Cinder-Shard flexed his free hand, stared at it, then looked to the cavern wall near the main entrance. No one answered her.
"Apparently, I cannot entomb it," Cinder-Shard muttered. "What other way is there to kill what is already dead ?"
Reine stared at him in astonishment. Surely he didn't believe Wynn's insane notions.
"We need to bind it … in, not out," he said to Chuillyon. "And your ways, though effective against manipulations outside of itself, will not halt it from acting directly."
Reine grabbed Chuillyon's sleeve. "You cannot bring that murderer back here, not so near Frey!"
He looked down upon her, saddening for less than a blink before his mouth set in a hard line.
"We will not have to bring Âthkyensmyotnes ," he answered coldly. " It will come when ready."
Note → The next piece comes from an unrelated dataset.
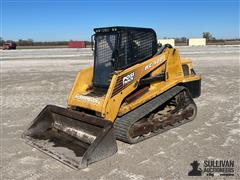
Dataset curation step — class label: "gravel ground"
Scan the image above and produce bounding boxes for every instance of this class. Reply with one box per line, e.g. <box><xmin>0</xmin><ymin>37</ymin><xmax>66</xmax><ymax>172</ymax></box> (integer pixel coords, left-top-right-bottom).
<box><xmin>0</xmin><ymin>46</ymin><xmax>240</xmax><ymax>180</ymax></box>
Reine could don a regal air at a whim. She could match any monarch, noble, or commoner stare for stare with an outward ease of detachment. But she wavered under Chuillyon's icy gaze.
"Who are you talking about?" she asked again. "I don't know that name. Is that the man in the black robes?"
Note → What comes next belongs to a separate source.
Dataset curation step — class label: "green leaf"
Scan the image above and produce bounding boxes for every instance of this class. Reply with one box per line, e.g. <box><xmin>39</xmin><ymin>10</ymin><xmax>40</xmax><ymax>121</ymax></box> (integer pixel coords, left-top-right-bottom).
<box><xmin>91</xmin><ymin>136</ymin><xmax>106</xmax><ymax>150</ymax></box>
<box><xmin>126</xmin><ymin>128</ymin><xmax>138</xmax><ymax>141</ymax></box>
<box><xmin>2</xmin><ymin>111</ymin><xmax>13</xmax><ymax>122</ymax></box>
"Not who … but what ," Chuillyon corrected, "though it may have been a man … once."
"Enough dramatics," Cinder-Shard grumbled. "Needlessly frightening her accomplishes nothing."
"Yes, it does," Chuillyon countered. "If I—if we—are correct about what that thing is."
Again, "thing" and "it," as if the black mage were …
"You cannot believe the sage's prattle," Reine returned. "Walking dead … spirits … whatever?"
The sages believed an old enemy might rise again, one connected to the end of known history in a great forgotten war. Many people—most people—thought that war was only an overblown myth. Once, she had thought so herself—until she married Frey and became tangled in the secret of the Âreskynna bloodline. Only until she had spent too much time dealing with sages.
Like the premins, Reine's new family believed the world wasn't ready to know the truth about an Ancient Enemy—and a forgotten war. In silence, the Âreskynna and even her own uncle, King Jacqui Amornon Faunier, and all of their ancestors, had been waiting and watching through generations.
She'd never known … until Frey.
But this nonsense from Chuillyon, the family's oldest advisor, as well as from the master of the Stonewalkers, was too much. War was fought by the living, not the dead, whether it was one of the past or one yet to come.
Still Chuillyon watched her, as if waiting to see something in her face.
Amaranth rested her fists upon her hips. "Someone please tell me what has … will happen."
Balsam opened her mouth, but Bulwark cut in.
"Soon," he rumbled, and turned indignantly to Cinder-Shard. "You want to trap it here, among our honored dead?"
Reine's attention shifted from one to the next, her exasperation growing. Had Master Bulwark succumbed to the sage's nonsense as well? Chuillyon's eyes brightened as he looked away from her, but he shook his head.
"That would require permanence."
"No," Cinder-Shard countered, "only long enough to hold it … to finish it."
"Can you?"
Cinder Shard took a deep, slow breath full of doubt. "I was taught the way, as was my master before me. But I fear trapping this malignant thing may take time—and the focus of all my order. This will be … difficult."
Chuillyon frowned. "Very well, I can think of nothing better … for now."